By definition, a singleton is an single object shared by many client objects as the clients tend to come and go. Most of the time your singleton will live as long as your process.
When your process shuts down, OS will reclaim most resources (memory, file handles, sockets...) and it is perfectly normal to allocate that singleton and then just let it die. This would be my recommendation.
The code is simpler. Less function calls, less complexity. No need to consider when terminate should be called and that's what brought you here.
With explicit cleanup, as your application becomes more complex (and they tend to as you keep adding features), you introduce the risk that some other object will attempt to access singleton reference after it was terminated and destroyed. Now instead of harmless memory leak which gets wiped up by the OS immediately, you have an ugly unhandled exception dialog that your users get to look at.
It is also a good practice to put Initialize() function for the singleton inside GetInstance() (as pdillon3 demonstrated) instead of having your application explicitly call Initialize().
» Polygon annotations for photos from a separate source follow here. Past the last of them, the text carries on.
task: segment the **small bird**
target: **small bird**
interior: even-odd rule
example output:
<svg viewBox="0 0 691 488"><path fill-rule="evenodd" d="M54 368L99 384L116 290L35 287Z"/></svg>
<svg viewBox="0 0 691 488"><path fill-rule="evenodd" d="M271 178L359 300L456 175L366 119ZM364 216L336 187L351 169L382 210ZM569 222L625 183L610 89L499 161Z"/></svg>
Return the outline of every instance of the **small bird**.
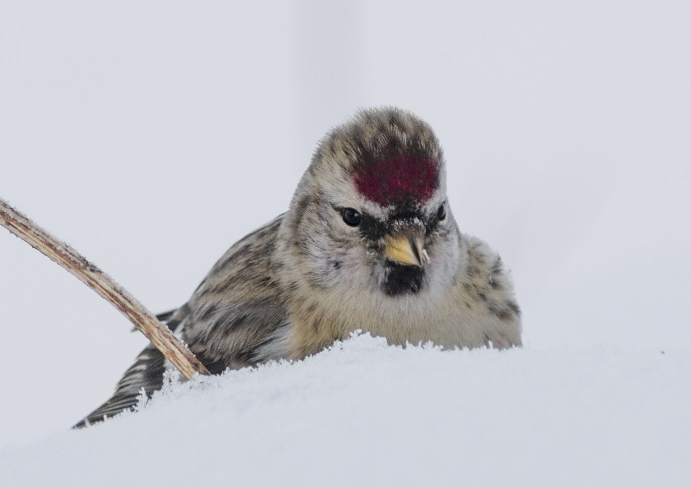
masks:
<svg viewBox="0 0 691 488"><path fill-rule="evenodd" d="M459 231L445 165L410 112L359 112L322 138L288 211L231 246L189 301L159 319L214 374L301 359L358 329L404 346L520 346L511 278L486 244ZM75 426L131 409L170 367L149 345Z"/></svg>

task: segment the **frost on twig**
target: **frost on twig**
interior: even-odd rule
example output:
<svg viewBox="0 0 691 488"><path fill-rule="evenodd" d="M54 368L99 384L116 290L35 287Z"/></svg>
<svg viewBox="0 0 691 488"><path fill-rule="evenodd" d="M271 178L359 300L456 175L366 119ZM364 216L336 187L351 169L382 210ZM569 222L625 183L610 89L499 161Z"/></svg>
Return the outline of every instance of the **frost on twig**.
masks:
<svg viewBox="0 0 691 488"><path fill-rule="evenodd" d="M44 231L0 198L0 225L28 243L88 285L126 317L187 378L208 374L194 357L129 292L70 247Z"/></svg>

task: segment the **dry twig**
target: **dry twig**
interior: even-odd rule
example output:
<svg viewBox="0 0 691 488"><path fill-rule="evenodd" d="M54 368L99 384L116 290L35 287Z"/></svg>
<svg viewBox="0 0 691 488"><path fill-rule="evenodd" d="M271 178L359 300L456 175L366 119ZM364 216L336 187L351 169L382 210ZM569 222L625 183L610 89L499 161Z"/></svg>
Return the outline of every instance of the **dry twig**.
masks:
<svg viewBox="0 0 691 488"><path fill-rule="evenodd" d="M129 292L78 252L0 198L0 225L57 263L119 310L185 377L209 374L204 365Z"/></svg>

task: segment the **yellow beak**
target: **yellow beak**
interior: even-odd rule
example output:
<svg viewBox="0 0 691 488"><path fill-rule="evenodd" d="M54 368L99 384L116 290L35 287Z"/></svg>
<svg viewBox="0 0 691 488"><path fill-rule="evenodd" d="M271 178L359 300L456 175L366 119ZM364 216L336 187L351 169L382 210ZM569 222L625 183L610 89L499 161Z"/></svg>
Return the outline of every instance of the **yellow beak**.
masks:
<svg viewBox="0 0 691 488"><path fill-rule="evenodd" d="M420 268L430 262L430 256L422 247L422 239L417 236L388 236L384 256L393 261Z"/></svg>

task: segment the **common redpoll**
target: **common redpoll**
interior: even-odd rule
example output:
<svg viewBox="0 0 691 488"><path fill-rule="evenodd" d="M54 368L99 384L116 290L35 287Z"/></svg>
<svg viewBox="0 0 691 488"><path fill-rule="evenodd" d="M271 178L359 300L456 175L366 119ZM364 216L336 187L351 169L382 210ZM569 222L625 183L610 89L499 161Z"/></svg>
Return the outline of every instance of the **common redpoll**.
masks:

You didn't specify this part, and if your project is an executable, you should be ok with existing design. But just be careful if you put this code inside a DLL. Some people assume DllMain is a good place to initialize singleton objects and it's not. During DllMain, loader lock global critical section is locked and singleton initializations tend to cause all kinds of trouble.
Plus now instead of 3 methods in your singleton interface, you are down to just one: GetInstance(), nice and simple.
Lastly, as Dietmar mentioned (although I still consider Singleton to be a pattern, not an anti-pattern and GoF agree with me), you should really consider whether or not you actually need a singleton. I use them from time to time, but only when I have no choice, not because they are convenient. They really are a design pattern of last resort when alternative is even more evil. Don't use them just because they are convenient.